It’s been a long, long time since Walski did an Offbeat Travelogue post. But this one really had to be done. Best of all, Walski didn’t even have to go anywhere.
As you may have noticed, Walski is now on Twitter – poster child of instant Web 2.0 social messaging. The rule of thumb when it comes to Twitter is that whomever follows you, you follow back. Okay, there are exceptions when he won’t, but 9 times out of 10 Walski will.
Well guess who decided to add Walski? None other than the late Altantuya Shariibuu, the Mongolian lady who was brutally murdered in 2006, and goes by the handle @Altantuya. As if that weren’t freaky enough, here’s what he got in the mail a couple of days ago.
Unfortunately, she’s kinda beyond help. At least, not within Walski’s capability to assist. But he had to pop this question…
(Twittering from the great beyond, and more, in the full post)

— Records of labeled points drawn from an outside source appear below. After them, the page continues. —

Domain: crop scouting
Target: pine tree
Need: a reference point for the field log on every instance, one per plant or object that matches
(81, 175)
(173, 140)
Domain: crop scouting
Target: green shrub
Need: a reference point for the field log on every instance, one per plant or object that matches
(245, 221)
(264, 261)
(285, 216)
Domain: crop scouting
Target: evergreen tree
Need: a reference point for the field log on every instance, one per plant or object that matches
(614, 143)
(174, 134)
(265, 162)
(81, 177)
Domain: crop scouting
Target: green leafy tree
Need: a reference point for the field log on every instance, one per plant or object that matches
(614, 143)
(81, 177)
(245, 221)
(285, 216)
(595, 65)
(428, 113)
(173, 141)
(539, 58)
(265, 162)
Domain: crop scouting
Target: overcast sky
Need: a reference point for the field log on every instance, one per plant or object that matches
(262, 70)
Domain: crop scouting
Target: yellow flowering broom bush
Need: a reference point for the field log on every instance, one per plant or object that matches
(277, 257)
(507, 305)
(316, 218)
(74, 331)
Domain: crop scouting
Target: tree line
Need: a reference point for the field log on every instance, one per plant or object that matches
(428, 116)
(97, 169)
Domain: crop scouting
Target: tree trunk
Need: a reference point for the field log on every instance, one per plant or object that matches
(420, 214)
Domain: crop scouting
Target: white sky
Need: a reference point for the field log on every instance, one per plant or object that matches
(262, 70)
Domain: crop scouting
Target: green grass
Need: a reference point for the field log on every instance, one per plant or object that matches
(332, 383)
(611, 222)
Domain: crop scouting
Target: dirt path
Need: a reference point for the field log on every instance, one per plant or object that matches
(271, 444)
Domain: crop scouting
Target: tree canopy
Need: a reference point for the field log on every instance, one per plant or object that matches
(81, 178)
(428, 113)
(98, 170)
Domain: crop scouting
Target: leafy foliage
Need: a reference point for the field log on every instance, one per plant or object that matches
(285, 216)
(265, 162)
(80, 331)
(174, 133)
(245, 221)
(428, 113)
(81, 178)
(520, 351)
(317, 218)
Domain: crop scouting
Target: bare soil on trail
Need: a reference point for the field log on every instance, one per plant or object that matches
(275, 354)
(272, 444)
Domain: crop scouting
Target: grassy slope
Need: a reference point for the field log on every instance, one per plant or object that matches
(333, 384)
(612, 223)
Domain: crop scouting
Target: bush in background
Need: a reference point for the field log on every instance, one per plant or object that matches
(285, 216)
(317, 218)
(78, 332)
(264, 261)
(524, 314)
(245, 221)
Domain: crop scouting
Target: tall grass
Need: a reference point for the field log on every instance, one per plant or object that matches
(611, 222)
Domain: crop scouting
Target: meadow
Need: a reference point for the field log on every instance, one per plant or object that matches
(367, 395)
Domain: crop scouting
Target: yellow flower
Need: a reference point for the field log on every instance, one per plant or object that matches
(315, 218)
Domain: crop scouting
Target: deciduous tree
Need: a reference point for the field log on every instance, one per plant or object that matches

Well, so far no reply from the deceased. Probably too busy being dead, or worse Twittering from the great beyond.
You see, @Altantuya, when not making distress tweets to Walski (and who knows whom else) usually tweets about Malaysian political news and events. Until receiving the spooky tweet, Walski really didn’t realize just how pervasive the Internet had become…
And despite being dead, having 404 followers is impressive. Even Walski doesn’t have that many. Forty more followers, and a lot of ethnic Chinese Twitterers will be very impressed. One of the benefits, he supposes, of being a dead celebrity…
Okay, okay… we all know that there is someone still breathing behind this Twitter account. And truth be told, it struck Walski as being rather amusing, especially thinking about the extrapolated possibilities, in particular, this one: that even after we’ve kicked this mortal coil, Internet junkies won’t have to suffer ‘Net withdrawals.
It also makes Walski wonder if the broadband speeds in the afterlife are better than what we experience in Malaysia while still alive.
On a separate, but related note, since the use of Twitter has increased exponentially of late, there recently have been many articles published on the code of conduct and ethics vis-a-vis Twitter.
However, none of them touches on whether or not it’s ethical to impersonate a dead person… or parrot.